Presentation description

Head and neck squamous cell carcinoma (HNSCC) is the seventh most common cancer globally. Approximately 50% of advanced-stage patients experience poor long-term survival rates due to minimal effective treatment options and/or resistance to chemo- and radiotherapy.
Preclinical studies show that methylselenocysteine (MSC), an organic selenium (Se) compound, can restore chemotherapy sensitivity in tumor cells via reactive oxygen species (ROS) production and impairment of antioxidant mechanisms. However, the required effective dose of MSC causes systemic toxicity. With modifications to ensure safety, MSC could offer substantial therapeutic benefits. Thus, we developed a selenium-functionalized hyaluronic acid compound (sHASe 011) that targets tumor cells. Hyaluronic acid (HA) is a natural glycosaminoglycan and ligand of cluster differentiation 44, a common cell surface receptor found in HNSCC cells. This design enables targeted delivery to the HNSCC tumor microenvironment to induce redox-based mechanisms that reduce therapy resistance, tumor cell survival, and systemic side effects.

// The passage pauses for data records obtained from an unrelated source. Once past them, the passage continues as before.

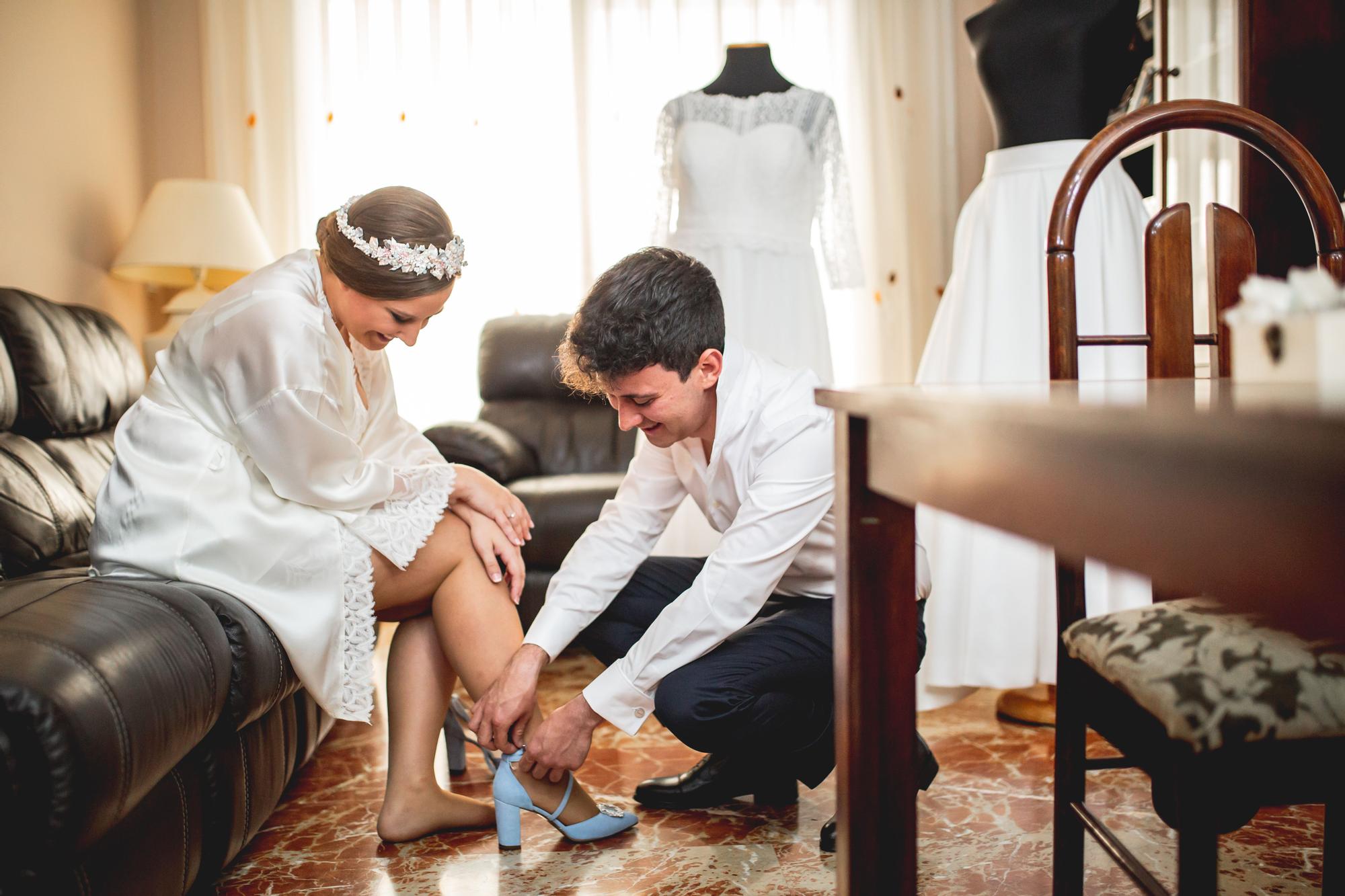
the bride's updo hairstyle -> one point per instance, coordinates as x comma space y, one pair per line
391, 213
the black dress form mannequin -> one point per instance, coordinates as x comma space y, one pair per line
748, 72
1054, 69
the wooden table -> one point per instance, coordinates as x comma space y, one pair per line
1207, 487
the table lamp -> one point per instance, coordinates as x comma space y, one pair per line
201, 235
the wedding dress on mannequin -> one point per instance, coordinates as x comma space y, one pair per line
750, 166
992, 619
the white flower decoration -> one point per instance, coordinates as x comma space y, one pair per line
1268, 299
400, 256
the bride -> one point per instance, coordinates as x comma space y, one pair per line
267, 459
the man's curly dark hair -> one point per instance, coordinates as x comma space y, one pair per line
654, 307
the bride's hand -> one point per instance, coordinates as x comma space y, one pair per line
488, 497
494, 546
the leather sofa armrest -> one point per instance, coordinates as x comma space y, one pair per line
490, 448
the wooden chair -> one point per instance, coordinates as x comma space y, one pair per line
1186, 690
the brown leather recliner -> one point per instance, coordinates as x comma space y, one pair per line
563, 455
149, 728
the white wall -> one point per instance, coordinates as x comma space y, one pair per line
100, 99
71, 166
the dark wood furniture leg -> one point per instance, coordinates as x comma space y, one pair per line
1334, 844
1071, 743
875, 677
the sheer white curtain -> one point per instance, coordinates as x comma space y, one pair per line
533, 123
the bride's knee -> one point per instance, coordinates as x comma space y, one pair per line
451, 537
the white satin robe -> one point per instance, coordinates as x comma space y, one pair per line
252, 466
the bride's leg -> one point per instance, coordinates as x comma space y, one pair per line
420, 684
478, 630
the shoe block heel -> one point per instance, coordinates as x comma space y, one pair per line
779, 794
509, 825
457, 745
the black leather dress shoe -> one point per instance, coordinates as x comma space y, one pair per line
716, 780
929, 768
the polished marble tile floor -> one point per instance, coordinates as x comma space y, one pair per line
985, 825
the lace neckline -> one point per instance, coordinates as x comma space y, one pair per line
769, 95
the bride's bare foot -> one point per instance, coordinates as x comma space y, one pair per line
416, 811
548, 795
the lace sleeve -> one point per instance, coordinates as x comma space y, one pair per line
666, 192
836, 214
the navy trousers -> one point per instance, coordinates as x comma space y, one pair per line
765, 693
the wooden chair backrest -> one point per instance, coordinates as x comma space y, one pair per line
1231, 247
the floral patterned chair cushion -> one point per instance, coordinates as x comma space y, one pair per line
1215, 677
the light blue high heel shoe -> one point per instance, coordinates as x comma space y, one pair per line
512, 799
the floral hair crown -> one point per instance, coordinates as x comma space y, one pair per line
400, 256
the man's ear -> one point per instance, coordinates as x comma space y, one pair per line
711, 366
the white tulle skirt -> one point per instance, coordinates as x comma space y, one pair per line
992, 615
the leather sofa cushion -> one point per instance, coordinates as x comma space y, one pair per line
566, 436
486, 447
9, 391
260, 676
106, 685
563, 507
77, 370
518, 357
50, 489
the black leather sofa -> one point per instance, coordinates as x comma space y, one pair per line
147, 729
563, 455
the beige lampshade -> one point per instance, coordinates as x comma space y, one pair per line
194, 224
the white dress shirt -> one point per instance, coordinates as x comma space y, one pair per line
769, 487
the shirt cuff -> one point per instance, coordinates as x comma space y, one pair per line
548, 631
619, 701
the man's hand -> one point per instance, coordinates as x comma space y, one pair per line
562, 743
508, 705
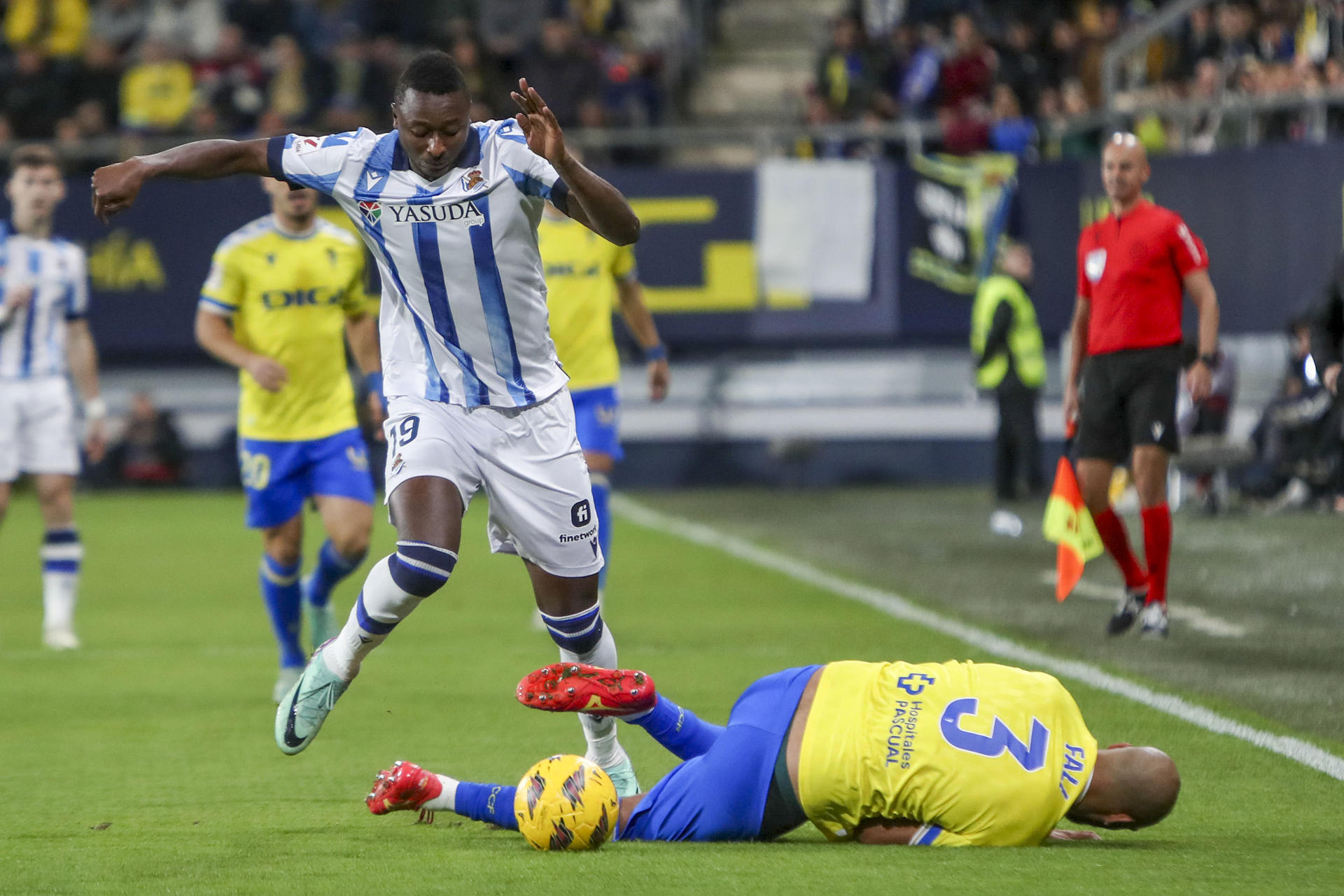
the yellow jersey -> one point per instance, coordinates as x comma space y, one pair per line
288, 298
977, 754
582, 272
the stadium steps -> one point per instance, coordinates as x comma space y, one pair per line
762, 65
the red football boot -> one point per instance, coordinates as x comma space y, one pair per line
577, 687
402, 786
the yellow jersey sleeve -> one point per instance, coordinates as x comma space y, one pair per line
225, 285
356, 301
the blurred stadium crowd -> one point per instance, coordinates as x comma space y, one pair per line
992, 73
77, 70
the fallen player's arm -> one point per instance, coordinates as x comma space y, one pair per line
115, 187
888, 832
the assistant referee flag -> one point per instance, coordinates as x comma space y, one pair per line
1070, 526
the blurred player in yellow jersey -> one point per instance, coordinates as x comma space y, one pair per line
283, 298
587, 280
934, 754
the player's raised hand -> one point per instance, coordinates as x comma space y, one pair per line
538, 122
269, 374
115, 187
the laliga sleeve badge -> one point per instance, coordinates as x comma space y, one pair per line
1094, 264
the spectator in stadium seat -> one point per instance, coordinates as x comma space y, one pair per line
1198, 42
1009, 358
1019, 65
510, 29
232, 81
1078, 144
484, 80
55, 27
1063, 58
299, 85
918, 81
35, 97
565, 76
120, 22
150, 450
156, 93
968, 73
99, 83
260, 19
846, 71
190, 27
1011, 132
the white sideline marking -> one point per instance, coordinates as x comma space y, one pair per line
1196, 618
898, 608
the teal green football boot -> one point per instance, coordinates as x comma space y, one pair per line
302, 713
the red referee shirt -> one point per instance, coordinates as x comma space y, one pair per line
1130, 269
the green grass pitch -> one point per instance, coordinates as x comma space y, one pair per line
144, 763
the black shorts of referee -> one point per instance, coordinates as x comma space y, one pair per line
1128, 398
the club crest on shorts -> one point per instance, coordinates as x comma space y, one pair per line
1094, 264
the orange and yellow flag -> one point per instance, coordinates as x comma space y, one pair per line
1070, 526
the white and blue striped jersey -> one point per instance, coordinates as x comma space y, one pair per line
33, 344
464, 300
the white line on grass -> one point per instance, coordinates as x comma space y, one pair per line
1196, 618
901, 609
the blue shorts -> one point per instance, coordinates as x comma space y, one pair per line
721, 796
280, 476
597, 416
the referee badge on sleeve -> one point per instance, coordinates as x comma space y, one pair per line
1094, 264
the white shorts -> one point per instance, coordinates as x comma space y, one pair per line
528, 463
36, 428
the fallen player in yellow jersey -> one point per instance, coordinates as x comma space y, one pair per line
952, 754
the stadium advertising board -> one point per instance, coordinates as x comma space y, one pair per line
1272, 239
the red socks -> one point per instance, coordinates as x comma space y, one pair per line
1158, 548
1113, 535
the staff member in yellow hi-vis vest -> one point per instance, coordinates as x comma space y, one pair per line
1011, 362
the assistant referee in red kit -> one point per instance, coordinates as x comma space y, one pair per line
1133, 267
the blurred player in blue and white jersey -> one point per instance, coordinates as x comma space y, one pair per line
284, 295
587, 280
476, 397
45, 336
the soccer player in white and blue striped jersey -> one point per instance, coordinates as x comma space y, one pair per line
476, 397
43, 336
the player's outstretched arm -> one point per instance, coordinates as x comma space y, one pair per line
593, 202
115, 187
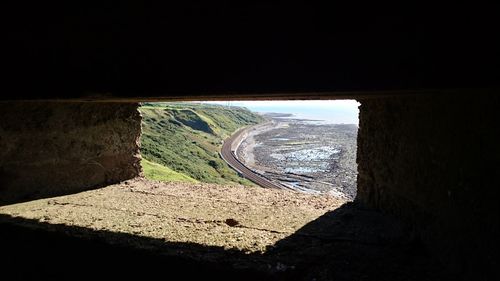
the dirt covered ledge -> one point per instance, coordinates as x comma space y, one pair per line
275, 234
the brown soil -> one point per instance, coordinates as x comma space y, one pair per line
233, 232
233, 217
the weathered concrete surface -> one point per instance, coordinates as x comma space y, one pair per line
433, 161
50, 148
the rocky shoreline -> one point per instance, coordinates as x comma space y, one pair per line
305, 155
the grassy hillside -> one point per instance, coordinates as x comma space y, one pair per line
156, 171
186, 138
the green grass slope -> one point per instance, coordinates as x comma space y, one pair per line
156, 171
186, 138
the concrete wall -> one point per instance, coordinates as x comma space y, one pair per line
50, 148
434, 162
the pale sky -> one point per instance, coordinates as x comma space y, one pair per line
333, 111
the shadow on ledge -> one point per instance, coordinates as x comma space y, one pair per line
349, 243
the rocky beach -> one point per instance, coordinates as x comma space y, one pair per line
305, 155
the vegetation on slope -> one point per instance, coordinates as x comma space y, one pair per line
186, 138
156, 171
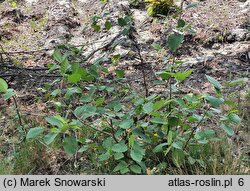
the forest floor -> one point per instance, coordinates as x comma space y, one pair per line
30, 30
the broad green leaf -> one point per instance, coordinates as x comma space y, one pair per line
3, 86
108, 25
136, 169
70, 145
49, 138
173, 121
118, 156
108, 143
205, 134
99, 101
136, 155
180, 76
126, 124
74, 78
181, 23
156, 46
191, 5
34, 132
159, 148
85, 111
56, 121
57, 55
159, 104
215, 102
96, 27
122, 22
104, 157
148, 107
120, 73
191, 160
177, 145
158, 120
122, 167
229, 130
120, 147
71, 91
214, 82
174, 41
178, 157
9, 93
55, 93
83, 149
234, 118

MSC was covalently conjugated to low molecular weight HA through carbodiimide-mediated coupling. Proton nuclear magnetic resonance, inductively coupled plasma mass spectrometry, and gel permeation chromatography were used to structurally characterize the conjugate. To evaluate selective cytotoxicity, cell viability was assessed following sHASe 011 incubation in both healthy (human umbilical vein endothelial cells; HUVECs) and pharyngeal tumor (FaDu) cells under normal and oxidative stress induction with tert-butyl hydroperoxide. No significant difference between HUVEC and FaDu cell viability was observed when incubated with sHASe 011 compared to controls. However, under oxidative stress, a significant dose-dependent reduction in FaDu cell viability was detected, suggesting that sHASe 011 exerts ROS-sensitizing effects on oxidative stress resistance in HNSCC cells. Future studies are ongoing to test sHASe 011's ability to decrease cell viability in chemotherapy-resistant HNSCC cell lines.